По всей вероятности, я не откажусь от девочки, дочки хозяев Розендорфа, от этого соблазнительного незрелого яблочка с горящими глазками. Сделаю это не из-за пикантности эпизода (половые извращения придают современной литературе не-кую глубину) и не оттого, что намерен судить вожделения персонажа, отданного мне на милость, — во мне нет ни тяги к злодейству, ни страсти править людьми, потребной, чтобы мысленно издеваться над судьбой, которую создал я в своем воображении; не оттого также, что невыносимое чувство вины породило некоторые из самых блестящих страниц в музыке девятнадцатого столетия (несчастный, больной сифилисом Шуберт верил, что его прекрасные мини-адажио есть непростительное лицемерие, ибо какое право имеет жалкий грешник петь вкупе со всеми ангелами?). Я сделаю это главным образом потому, что нахожу неразрывную связь между музыкальной личностью мужчины, истончившего свою чувствительность до предела человеческих возможностей, и его тяготением к кисловато-зеленому плоду, висящему на конце высокой ветки.

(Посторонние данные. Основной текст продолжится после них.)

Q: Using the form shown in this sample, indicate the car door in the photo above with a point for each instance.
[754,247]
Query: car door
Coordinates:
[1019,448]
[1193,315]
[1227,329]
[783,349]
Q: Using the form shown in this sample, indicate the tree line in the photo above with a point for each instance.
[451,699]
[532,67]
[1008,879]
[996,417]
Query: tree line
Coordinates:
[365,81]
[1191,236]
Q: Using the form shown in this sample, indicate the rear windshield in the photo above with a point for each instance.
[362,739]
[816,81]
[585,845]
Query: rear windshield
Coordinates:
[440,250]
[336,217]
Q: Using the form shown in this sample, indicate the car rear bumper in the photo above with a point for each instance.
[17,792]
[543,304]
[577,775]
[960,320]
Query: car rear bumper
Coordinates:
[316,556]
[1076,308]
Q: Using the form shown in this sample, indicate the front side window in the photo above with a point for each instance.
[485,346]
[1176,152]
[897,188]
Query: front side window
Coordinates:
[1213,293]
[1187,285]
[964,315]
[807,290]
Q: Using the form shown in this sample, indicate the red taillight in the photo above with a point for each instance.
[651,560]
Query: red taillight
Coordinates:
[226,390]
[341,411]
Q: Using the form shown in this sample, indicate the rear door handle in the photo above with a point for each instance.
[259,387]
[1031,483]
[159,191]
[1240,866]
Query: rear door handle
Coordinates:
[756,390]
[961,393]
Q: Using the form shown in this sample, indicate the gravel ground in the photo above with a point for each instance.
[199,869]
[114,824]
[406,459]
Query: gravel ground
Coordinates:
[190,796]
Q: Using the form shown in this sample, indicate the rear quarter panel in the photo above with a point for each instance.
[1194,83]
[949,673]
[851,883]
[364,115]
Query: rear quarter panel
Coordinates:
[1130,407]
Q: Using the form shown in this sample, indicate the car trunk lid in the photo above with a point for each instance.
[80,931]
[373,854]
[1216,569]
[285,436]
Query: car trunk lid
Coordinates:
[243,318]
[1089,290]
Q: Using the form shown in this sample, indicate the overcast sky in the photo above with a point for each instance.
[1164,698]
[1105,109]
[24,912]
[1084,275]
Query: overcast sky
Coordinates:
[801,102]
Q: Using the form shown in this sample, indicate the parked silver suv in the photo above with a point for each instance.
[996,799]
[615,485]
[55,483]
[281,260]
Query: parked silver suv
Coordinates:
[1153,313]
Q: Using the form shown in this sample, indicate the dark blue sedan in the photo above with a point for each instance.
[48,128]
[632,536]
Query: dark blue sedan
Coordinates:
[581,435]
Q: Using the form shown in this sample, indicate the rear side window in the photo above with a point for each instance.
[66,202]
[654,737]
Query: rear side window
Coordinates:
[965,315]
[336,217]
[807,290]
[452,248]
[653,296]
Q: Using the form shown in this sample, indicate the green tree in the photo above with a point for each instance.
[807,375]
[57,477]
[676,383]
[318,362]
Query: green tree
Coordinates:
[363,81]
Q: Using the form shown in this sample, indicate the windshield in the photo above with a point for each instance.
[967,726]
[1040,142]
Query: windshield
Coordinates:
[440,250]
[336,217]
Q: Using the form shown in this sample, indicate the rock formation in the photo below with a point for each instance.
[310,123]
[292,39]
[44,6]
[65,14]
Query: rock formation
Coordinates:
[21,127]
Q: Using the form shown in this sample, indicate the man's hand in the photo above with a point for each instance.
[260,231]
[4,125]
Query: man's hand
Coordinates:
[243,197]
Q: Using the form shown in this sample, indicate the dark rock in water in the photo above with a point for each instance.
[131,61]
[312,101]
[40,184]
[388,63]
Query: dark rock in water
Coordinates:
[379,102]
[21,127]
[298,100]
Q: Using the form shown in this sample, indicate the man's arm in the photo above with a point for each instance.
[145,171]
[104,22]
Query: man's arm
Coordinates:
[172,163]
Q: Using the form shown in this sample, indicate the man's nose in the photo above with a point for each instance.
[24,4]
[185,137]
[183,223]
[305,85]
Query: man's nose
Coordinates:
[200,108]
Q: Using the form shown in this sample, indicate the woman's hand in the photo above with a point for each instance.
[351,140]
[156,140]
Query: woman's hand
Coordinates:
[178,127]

Я поймал их с поличным. Нечаянно. Вошел не постучав, чтобы не помешать в середине урока, — мне понадобился один адрес в Германии. Я застал их врасплох — ничего вопиющего, так, детские забавы, но направление очень явное, — он стоял позади нее, показывая, как правильно держать скрипку, а пальцы его сами собой блуждали в запрещенном месте. Можно было и не обратить на это внимания, если бы оба не покраснели — и если бы Розендорф не счел нужным еще в тот же день под вечер прийти ко мне домой, весь смущенный — счастье, что Хильды не было дома, — чтобы извиниться передо мною за свои дурные поступки, словно я, сам человек грешный, был каким-нибудь судией всея земли. Он говорил, что причина этого непотребства настоящая любовь, рассказывал про все свои терзания, подлинные и воображаемые, про ужас от самого себя, про страх перед родителями девушки, перед ней самой, перед ее пробуждающимися страстями, про отчаяние оттого, что нравственность его крошится на глазах, ибо он вынужден лгать на каждом шагу, как бывает в запретной любви, которая, являясь сама истинным чувством, питается обманами.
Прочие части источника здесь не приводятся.